Whether we buy Boxes of Opus X’s from Bond Roberts or smoke Factory Smokes, we’re all fucking privileged. You are well off enough to indulge if you can buy a stick when many in the world don’t even have potable water.

The most frustrating part of the past year with cigars has been my batshit crazy compulsive buying. I have no problem with smoking. Sometimes, I might wonder about the health risks, but cigars are nothing compared to the other habits I’ve had. In a year, I spent around 5 thousand dollars. This wasn’t money that I had to spend, I could have paid off my credit cards first, for Christ’s sake, and it’s not like I own a home or property yet.

Myranda, my baby mama (who was pregnant at the time), found my stash in the closet of my office and let it be known that shit was out of hand. I guess I already knew that because I would hide packages if I had them shipped to the house instead of the shop like I was doing something wrong. That was the first sign I had that I had a new obsession (problem).

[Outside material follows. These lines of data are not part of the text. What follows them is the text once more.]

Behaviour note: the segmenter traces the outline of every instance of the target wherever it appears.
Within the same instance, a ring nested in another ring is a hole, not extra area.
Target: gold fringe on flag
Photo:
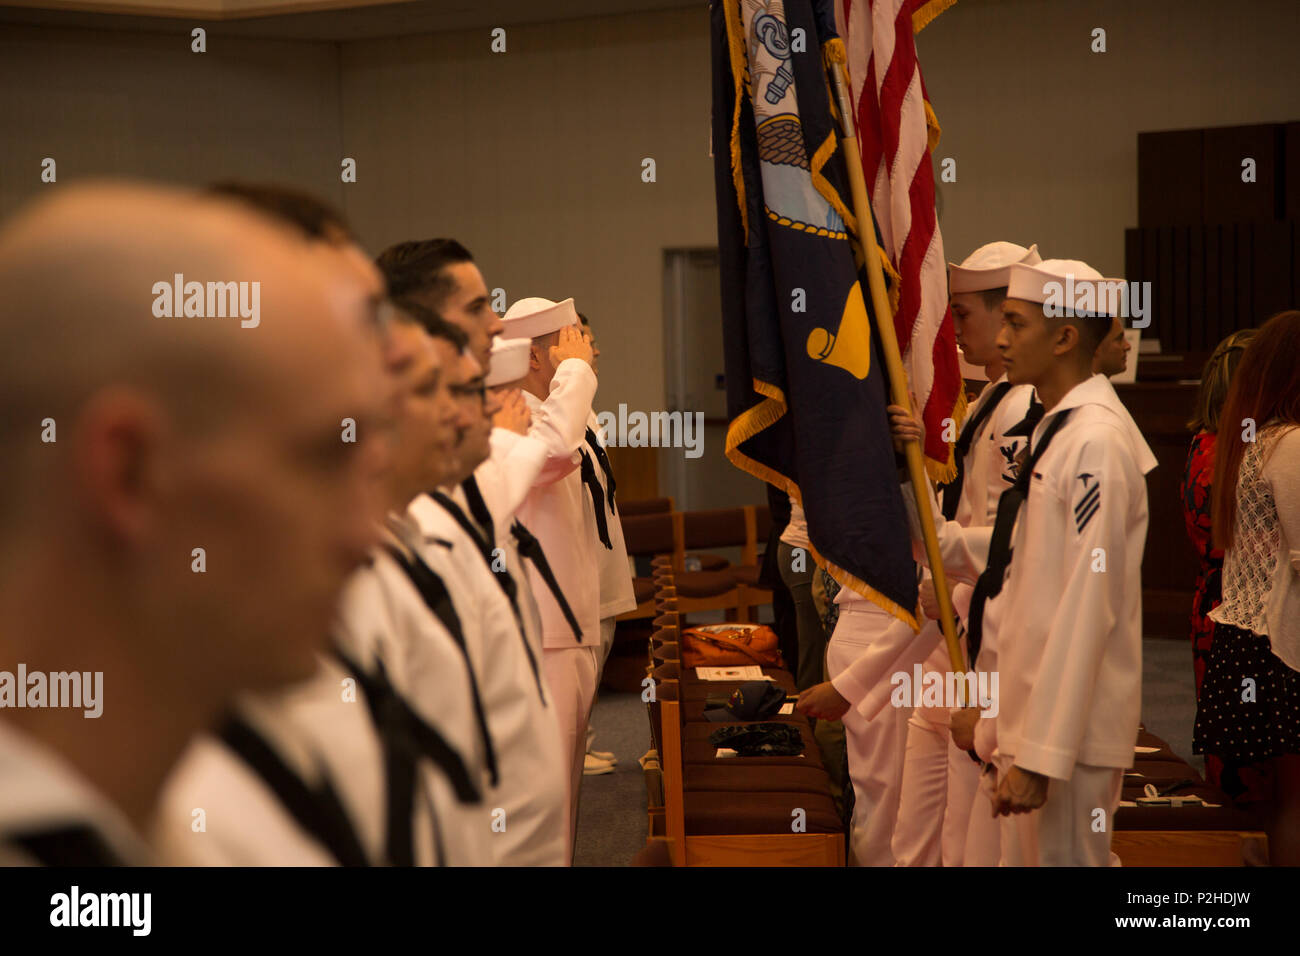
[[[847,54],[844,49],[844,41],[839,37],[833,40],[827,40],[822,44],[822,60],[829,67],[832,63],[843,63]],[[831,104],[832,111],[839,112],[839,104],[835,102],[835,97],[831,95],[830,82],[823,76],[826,83],[826,99]],[[821,194],[821,197],[831,204],[831,208],[839,213],[840,218],[844,220],[844,225],[849,232],[854,234],[858,231],[858,217],[849,209],[848,204],[844,202],[844,197],[840,195],[839,190],[835,189],[826,177],[822,175],[822,169],[830,162],[835,155],[835,150],[839,148],[839,137],[835,130],[832,129],[826,136],[826,141],[817,147],[817,152],[813,153],[810,163],[812,172],[813,187]]]
[[[912,36],[928,27],[934,18],[951,7],[957,0],[928,0],[912,14]]]
[[[731,60],[731,79],[736,100],[731,114],[731,181],[736,187],[736,201],[740,204],[740,228],[749,245],[749,210],[745,206],[745,174],[740,168],[740,104],[749,89],[749,60],[745,52],[745,27],[740,20],[740,0],[725,0],[723,12],[727,20],[727,47]]]
[[[763,429],[774,424],[787,410],[784,395],[776,386],[755,380],[754,390],[759,394],[775,395],[779,396],[779,398],[765,398],[753,408],[736,416],[736,420],[727,428],[727,459],[741,471],[748,472],[760,481],[765,481],[780,488],[794,498],[800,507],[803,507],[803,492],[799,490],[799,486],[788,475],[783,475],[776,469],[750,458],[739,448],[741,442],[752,438]],[[841,587],[846,587],[850,591],[862,595],[863,598],[876,605],[876,607],[888,612],[900,621],[906,621],[907,626],[913,631],[921,629],[919,608],[913,608],[909,611],[897,601],[885,597],[861,578],[850,574],[833,561],[827,560],[811,543],[808,545],[808,550],[812,553],[814,563],[839,582]]]
[[[961,382],[961,379],[958,379]],[[961,428],[961,424],[966,420],[966,384],[961,383],[957,389],[957,401],[952,406],[952,420],[955,428]],[[925,473],[930,480],[936,485],[945,485],[957,477],[957,458],[954,449],[956,445],[948,442],[948,460],[946,462],[935,461],[928,455],[925,458]]]

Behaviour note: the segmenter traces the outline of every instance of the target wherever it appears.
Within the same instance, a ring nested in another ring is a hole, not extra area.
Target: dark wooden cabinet
[[[1296,219],[1298,166],[1300,123],[1139,133],[1138,226]]]
[[[1242,161],[1254,160],[1254,182]],[[1116,391],[1159,466],[1147,476],[1143,627],[1188,635],[1196,555],[1179,486],[1201,368],[1237,329],[1300,303],[1300,123],[1138,134],[1138,227],[1124,236],[1125,278],[1151,283],[1138,381]]]
[[[1138,133],[1138,225],[1205,221],[1204,131]]]
[[[1148,637],[1186,638],[1190,633],[1197,564],[1183,523],[1179,486],[1192,439],[1186,423],[1196,388],[1186,381],[1115,386],[1159,462],[1147,475],[1142,630]]]
[[[1300,302],[1294,222],[1129,229],[1124,275],[1151,283],[1151,325],[1162,352],[1209,355],[1237,329]]]
[[[1206,223],[1281,219],[1284,176],[1280,123],[1203,130],[1202,206]],[[1242,179],[1243,162],[1254,163],[1254,181]]]

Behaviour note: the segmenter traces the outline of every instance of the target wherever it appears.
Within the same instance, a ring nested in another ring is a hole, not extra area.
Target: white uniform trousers
[[[913,710],[892,850],[895,866],[938,866],[948,793],[948,727]],[[967,760],[969,762],[969,758]]]
[[[617,615],[600,619],[600,672],[605,673],[605,662],[609,660],[610,649],[614,646],[614,628],[618,624]]]
[[[542,669],[551,691],[551,703],[560,723],[560,746],[569,780],[569,857],[578,829],[578,793],[582,788],[582,767],[587,754],[587,722],[596,699],[600,672],[600,649],[596,647],[548,647],[542,653]]]
[[[971,808],[980,785],[980,765],[971,760],[970,754],[958,750],[948,736],[948,799],[943,811],[943,865],[964,866],[966,857],[966,833],[969,829]],[[985,801],[987,803],[987,801]],[[993,819],[993,808],[986,811]],[[988,864],[997,865],[997,858]]]
[[[892,615],[867,601],[841,604],[835,633],[826,648],[827,674],[834,678],[844,670],[893,621]],[[898,816],[910,714],[911,708],[890,705],[872,720],[865,720],[856,708],[844,715],[844,743],[855,801],[849,835],[853,865],[894,865],[890,843]]]
[[[979,778],[980,765],[957,749],[947,726],[914,711],[894,827],[896,866],[997,866],[998,825],[988,798],[978,793]],[[972,863],[966,841],[972,808],[981,806],[983,816],[975,821],[981,862]]]
[[[974,766],[972,764],[972,766]],[[962,866],[997,866],[1002,859],[1002,823],[993,815],[993,794],[997,791],[996,769],[986,771],[971,797],[966,821],[966,843],[962,847]],[[948,804],[949,809],[952,804]]]
[[[614,627],[618,624],[618,616],[611,615],[600,619],[600,670],[596,672],[596,689],[600,689],[601,679],[605,676],[605,662],[609,660],[610,648],[614,646]],[[594,706],[594,705],[593,705]],[[587,724],[587,750],[591,753],[592,745],[596,742],[596,728]]]
[[[999,757],[998,773],[1013,763]],[[1042,807],[1000,818],[1002,866],[1119,866],[1110,837],[1123,782],[1116,767],[1075,764],[1069,780],[1047,785]]]

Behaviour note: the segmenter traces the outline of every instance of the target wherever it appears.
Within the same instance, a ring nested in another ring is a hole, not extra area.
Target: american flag
[[[939,122],[916,57],[915,34],[956,0],[838,0],[862,172],[889,260],[890,300],[903,368],[925,422],[932,478],[955,473],[944,419],[960,421],[957,340],[948,311],[948,270],[935,215]],[[951,434],[951,431],[949,431]]]

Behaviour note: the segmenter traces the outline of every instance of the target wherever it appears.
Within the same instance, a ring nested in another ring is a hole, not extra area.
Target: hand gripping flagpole
[[[911,398],[907,393],[907,375],[903,371],[903,359],[898,352],[898,336],[894,331],[894,311],[889,305],[889,294],[885,290],[885,273],[880,267],[880,258],[875,249],[875,220],[871,215],[871,202],[867,198],[867,184],[862,175],[862,154],[858,151],[858,136],[854,129],[853,110],[849,98],[849,73],[844,63],[831,63],[831,74],[835,82],[835,95],[839,100],[840,143],[844,147],[844,160],[848,165],[849,186],[853,192],[853,211],[858,217],[858,249],[867,264],[867,284],[871,287],[871,304],[875,307],[876,328],[880,331],[880,344],[885,352],[885,366],[889,369],[889,386],[893,393],[895,405],[913,411]],[[870,247],[868,247],[870,242]],[[907,456],[907,473],[916,490],[916,510],[921,518],[921,534],[925,538],[925,555],[930,562],[930,576],[934,580],[935,597],[939,601],[939,624],[943,628],[943,637],[948,645],[948,658],[952,661],[954,673],[966,672],[966,662],[962,656],[961,644],[957,640],[957,627],[954,623],[952,596],[948,593],[948,576],[943,570],[943,559],[939,554],[939,535],[934,529],[934,514],[930,510],[930,495],[927,493],[925,463],[922,460],[921,443],[909,439],[903,443]],[[965,681],[956,681],[957,704],[965,706]]]

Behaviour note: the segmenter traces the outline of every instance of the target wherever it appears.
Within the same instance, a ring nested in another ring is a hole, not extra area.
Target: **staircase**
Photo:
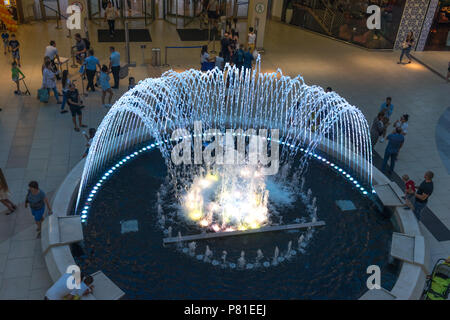
[[[333,34],[334,28],[339,27],[344,21],[344,15],[335,11],[324,0],[315,1],[311,7],[298,3],[293,5],[308,12],[329,36]]]

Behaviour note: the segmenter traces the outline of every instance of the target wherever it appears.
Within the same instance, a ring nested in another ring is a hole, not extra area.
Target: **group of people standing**
[[[211,58],[208,53],[208,46],[202,47],[200,63],[201,70],[207,71],[214,67],[223,70],[226,63],[236,66],[239,70],[251,69],[255,60],[256,35],[253,28],[249,29],[247,45],[239,43],[239,33],[231,30],[226,31],[220,41],[221,49],[219,55]]]

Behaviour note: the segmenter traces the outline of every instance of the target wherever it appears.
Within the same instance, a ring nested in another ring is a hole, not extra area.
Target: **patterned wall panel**
[[[398,29],[395,49],[400,49],[409,31],[414,33],[414,38],[419,38],[422,24],[428,10],[430,0],[408,0],[405,4],[402,20]]]
[[[428,6],[427,16],[423,22],[422,33],[420,35],[419,41],[417,43],[417,51],[423,51],[425,44],[428,39],[428,34],[430,33],[431,25],[433,24],[434,13],[436,12],[439,0],[431,0]]]

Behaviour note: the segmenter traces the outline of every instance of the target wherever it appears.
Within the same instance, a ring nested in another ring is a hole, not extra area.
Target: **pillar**
[[[268,0],[250,0],[248,2],[248,27],[256,30],[256,49],[264,52],[264,34],[266,29]]]
[[[407,0],[403,10],[402,20],[397,33],[394,49],[401,49],[409,31],[414,33],[416,50],[423,50],[428,32],[431,27],[437,0]],[[432,11],[432,13],[430,13]],[[425,23],[424,23],[425,22]],[[429,24],[428,24],[429,22]]]

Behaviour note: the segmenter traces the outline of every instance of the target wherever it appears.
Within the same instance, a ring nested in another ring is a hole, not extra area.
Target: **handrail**
[[[45,5],[45,4],[43,4],[43,6],[44,6],[44,8],[47,8],[47,9],[50,9],[51,11],[56,12],[60,17],[63,17],[63,18],[66,19],[66,20],[68,19],[66,16],[62,15],[61,12],[59,12],[59,11],[57,11],[57,10],[55,10],[55,9],[53,9],[53,8],[51,8],[51,7],[47,6],[47,5]]]
[[[183,46],[183,47],[174,47],[174,46],[166,46],[164,53],[164,64],[163,66],[169,66],[167,63],[167,49],[201,49],[202,46]]]

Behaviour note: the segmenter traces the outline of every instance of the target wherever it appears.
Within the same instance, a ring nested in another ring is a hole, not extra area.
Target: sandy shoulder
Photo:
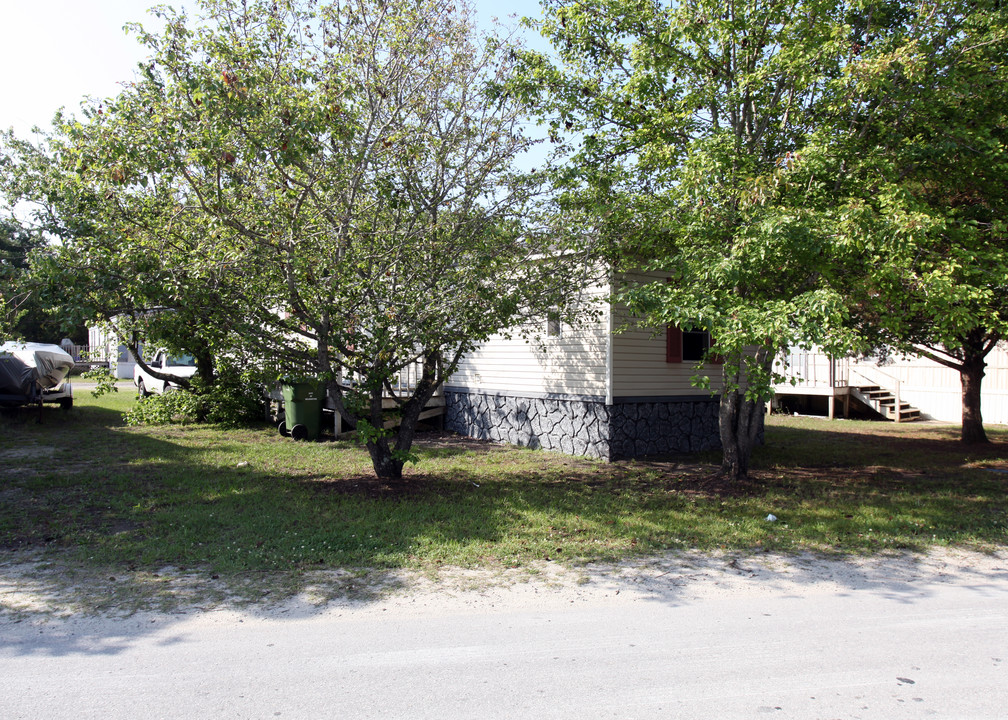
[[[927,554],[841,558],[675,552],[574,567],[543,562],[523,569],[441,568],[435,574],[319,571],[228,581],[171,568],[82,574],[30,556],[8,556],[0,561],[0,619],[137,613],[443,615],[865,592],[910,600],[941,585],[982,591],[995,580],[1008,580],[1008,550],[934,548]]]
[[[934,549],[926,555],[826,558],[674,553],[617,564],[570,568],[542,563],[528,571],[443,570],[437,578],[396,574],[375,578],[391,590],[377,602],[325,601],[326,611],[466,613],[568,605],[661,601],[696,604],[728,597],[811,597],[871,592],[889,597],[928,594],[938,585],[978,587],[1008,579],[1008,552]],[[321,578],[320,578],[321,580]],[[308,587],[277,614],[319,607],[324,593]]]

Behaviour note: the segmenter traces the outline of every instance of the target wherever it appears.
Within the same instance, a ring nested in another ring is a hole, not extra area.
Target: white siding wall
[[[136,363],[130,357],[126,346],[118,345],[117,342],[115,334],[107,327],[88,328],[88,344],[94,349],[104,349],[105,357],[113,363],[109,369],[116,378],[129,380],[133,377],[133,368]]]
[[[661,278],[660,274],[636,278]],[[640,327],[626,308],[610,308],[610,287],[589,291],[602,312],[597,322],[563,326],[560,337],[542,338],[544,347],[519,336],[496,336],[470,353],[446,385],[509,394],[565,394],[605,398],[711,397],[692,385],[693,362],[665,362],[665,331]],[[546,321],[535,328],[545,333]],[[612,332],[615,330],[615,332]],[[720,387],[721,367],[705,365],[712,387]]]
[[[627,275],[631,282],[663,280],[661,273]],[[618,289],[618,288],[617,288]],[[627,309],[613,309],[612,394],[614,397],[661,397],[695,395],[710,397],[709,390],[694,387],[690,378],[698,373],[695,362],[665,362],[665,330],[642,327]],[[721,387],[721,366],[704,365],[700,371],[711,378],[711,387]]]
[[[607,296],[608,288],[604,286],[586,291],[586,301],[599,308],[599,317],[581,326],[564,324],[559,337],[545,337],[543,318],[529,328],[531,334],[540,336],[538,341],[526,341],[518,333],[510,338],[490,338],[462,360],[446,386],[512,395],[555,393],[604,398],[610,324]]]

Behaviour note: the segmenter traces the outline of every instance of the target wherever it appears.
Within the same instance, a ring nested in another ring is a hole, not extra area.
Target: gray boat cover
[[[59,345],[6,342],[0,345],[0,395],[30,396],[33,387],[58,387],[74,366]]]

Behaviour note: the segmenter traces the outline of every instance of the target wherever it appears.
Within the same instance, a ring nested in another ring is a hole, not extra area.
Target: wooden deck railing
[[[783,356],[779,363],[790,387],[836,388],[849,384],[849,358],[838,360],[825,353],[799,350]]]
[[[408,365],[400,369],[399,372],[396,374],[396,376],[392,378],[392,382],[389,383],[390,387],[392,388],[392,395],[394,395],[397,398],[409,397],[410,395],[413,394],[413,391],[416,389],[417,382],[419,381],[422,375],[423,375],[423,360],[418,359],[409,363]],[[354,387],[359,383],[360,379],[358,378],[356,373],[350,373],[348,375],[344,375],[341,381],[341,384],[344,387]],[[434,392],[434,397],[442,396],[444,394],[443,388],[444,388],[443,385],[438,387],[438,389]],[[388,395],[387,391],[386,396],[391,397]]]

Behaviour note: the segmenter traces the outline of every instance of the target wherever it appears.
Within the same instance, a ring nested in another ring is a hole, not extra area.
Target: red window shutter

I couldn’t stop consuming information: what was the difference between wrapper colors, what about Maduro vs. Connecticut, and what the fuck was broadleaf? I’d be on my 45-minute drive to work, smoking with Youtube cigar videos playing on my phone. I’d be on Reddit looking at all the posts and making notes on what I would buy next. It was an onslaught of information about relative humidity and storage options. There were great-looking photos of people’s stashes and the labels, boxes, and designs.

I was living in an apartment at the time, and the car became one of the two places I smoked. I had a 45-minute commute into Portland and found out I could smoke a Robusto in about that time. If I wasn’t puffing in the car, I was at the lounge where I could talk about this newfound obsession with other people in the same boat. I wasn’t an obsessive weirdo around them… because they were too.

I filled up my first Sistema tupperdore, and soon enough, I had more cigars than I had room. I ordered another Sistema, and before long, that was full too… So I needed more Bovedda packs, but I had 69’s, and maybe I’d be better off with 65’s. I mean, something needed to change because a My Father I was so excited to try, was plugged; the smoke felt thin, and I worried I’d done something wrong. I mean, if that one was bad, were they all bad? Had I ruined my cigars?

I’d come home from work a smelly bundle of beard and smoke-filled clothes. And Myranda would ask me how many cigars I was smoking a week. She’s warmed up since and said it will be nice to have the smell around after her fathers’ gone.

Before too long, I had to Jenga my sticks into the containers. But then I saw on Reddit that there was some shop in Pennslyvania with a Fuente sample pack with three Opus X’s for $200; how the fuck could I pass that up?

I needed another Systema.

Do you know this cycle? Have you ever told yourself, “Okay, I’m good now… I have enough. I’m done for a while.” But you find out about something like the Sobremesa Brulee Blue, and you’re like, well…. Sheeit.

Now that my daughter has arrived, I’ve finally settled down. I have more cigars than I can smoke in the next year or two, but I still keep getting them, just a little more responsibly.